# Copyrights with a derivitave work



## gijoe985 (Sep 15, 2009)

Hello,

I am curious about copyrights and derivative works. I read the file here-[media]http://www.copyright.gov/circs/circ14.pdf[/media]

I have a few graphics where I have taken a logo and altered it to give a different message. While it is still very similar to the original logo (easily mistaken as original sometimes) the artwork was done either from scratch or the original logo was altered to the point that not ever 25% of the original artwork was kept. Would this count as a derivative work? I was always under the assumption that once you change a certain amount of the work that you would not be subject to infringement, but I want to start researching more about this. 

Thanks.


----------



## gearbranders (Oct 16, 2009)

gijoe985 said:


> ...it is still very similar to the original logo (easily mistaken as original sometimes)...


This statement tells me you've created a derivative work.

If you're dealing with logos, you could also be dealing with trademarks. As for derivative works in copyright, there is no magic percentage number of change to a copyrighted work that allows you to copy it without a license from the owner of the copyright. Besides, even if there were a magic percentage number, how do you measure an image to determine how much it has been changed? If not more than 25% of the original was kept, how could your work be mistaken as the original?

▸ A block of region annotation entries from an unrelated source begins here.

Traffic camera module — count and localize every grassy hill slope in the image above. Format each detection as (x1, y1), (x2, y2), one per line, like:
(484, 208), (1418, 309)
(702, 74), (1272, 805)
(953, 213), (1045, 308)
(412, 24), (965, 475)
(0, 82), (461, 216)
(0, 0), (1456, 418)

I would argue the only way you could safely use a copyrighted work in your own work without a license agreement would be to alter the original so greatly that no one can identify the original work in the new work. You would have to change it so much that you couldn't even recognize the original work at all, and then what's the point? I'm assuming you want your derivative work to still be associated with the original work. You would need to get a license from the copyright owner to legally produce the derivative work. 

I am not a lawyer, so consult your attorney to verify everything I've said.


----------



## kimura-mma (Jul 26, 2008)

gijoe985 said:


> http://www.copyright.gov/circs/circ14.pdfI have a few graphics where I have taken a logo and altered it to give a different message.

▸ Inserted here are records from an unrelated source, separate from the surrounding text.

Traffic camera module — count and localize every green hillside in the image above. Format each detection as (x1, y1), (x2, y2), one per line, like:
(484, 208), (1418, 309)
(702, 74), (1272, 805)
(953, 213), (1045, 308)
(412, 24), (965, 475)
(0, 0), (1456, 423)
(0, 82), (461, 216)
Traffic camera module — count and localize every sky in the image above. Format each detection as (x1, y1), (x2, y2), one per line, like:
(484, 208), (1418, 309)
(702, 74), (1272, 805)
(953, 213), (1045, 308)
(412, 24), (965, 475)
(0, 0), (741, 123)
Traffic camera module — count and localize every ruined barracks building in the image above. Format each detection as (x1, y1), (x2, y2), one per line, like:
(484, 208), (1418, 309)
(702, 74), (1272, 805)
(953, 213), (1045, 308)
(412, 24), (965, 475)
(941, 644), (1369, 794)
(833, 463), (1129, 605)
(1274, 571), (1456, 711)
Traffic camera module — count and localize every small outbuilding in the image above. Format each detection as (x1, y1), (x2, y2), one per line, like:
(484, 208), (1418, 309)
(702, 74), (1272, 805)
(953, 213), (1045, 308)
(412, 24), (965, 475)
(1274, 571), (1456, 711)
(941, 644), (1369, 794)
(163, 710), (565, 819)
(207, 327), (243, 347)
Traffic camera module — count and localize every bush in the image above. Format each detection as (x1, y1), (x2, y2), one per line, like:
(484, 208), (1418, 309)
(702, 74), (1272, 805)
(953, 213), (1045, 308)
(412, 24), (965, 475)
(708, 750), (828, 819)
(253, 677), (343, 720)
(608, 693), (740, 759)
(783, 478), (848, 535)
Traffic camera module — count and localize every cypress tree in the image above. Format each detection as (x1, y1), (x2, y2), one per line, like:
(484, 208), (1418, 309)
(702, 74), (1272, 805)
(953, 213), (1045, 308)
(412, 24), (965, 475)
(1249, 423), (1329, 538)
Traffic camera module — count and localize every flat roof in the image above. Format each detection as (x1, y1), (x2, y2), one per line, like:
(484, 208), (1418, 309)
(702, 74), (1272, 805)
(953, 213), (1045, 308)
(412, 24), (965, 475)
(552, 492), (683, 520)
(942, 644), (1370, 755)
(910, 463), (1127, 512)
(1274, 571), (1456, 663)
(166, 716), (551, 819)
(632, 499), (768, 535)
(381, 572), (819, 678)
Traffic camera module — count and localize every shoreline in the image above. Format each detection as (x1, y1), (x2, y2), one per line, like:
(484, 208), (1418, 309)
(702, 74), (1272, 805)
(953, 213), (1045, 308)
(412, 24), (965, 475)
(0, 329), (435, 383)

I would *highly* suggest contacting an intellectual property attorney before proceeding. There is just so much gray area in these situations. Any time you are creating artwork that you know is not 100% original, it is impossible to predict the level of risk involved without the help of a trained professional.



gijoe985 said:


> While it is still very similar to the original logo (easily mistaken as original sometimes) the artwork was done either from scratch or the original logo was altered to the point that not ever 25% of the original artwork was kept. Would this count as a derivative work?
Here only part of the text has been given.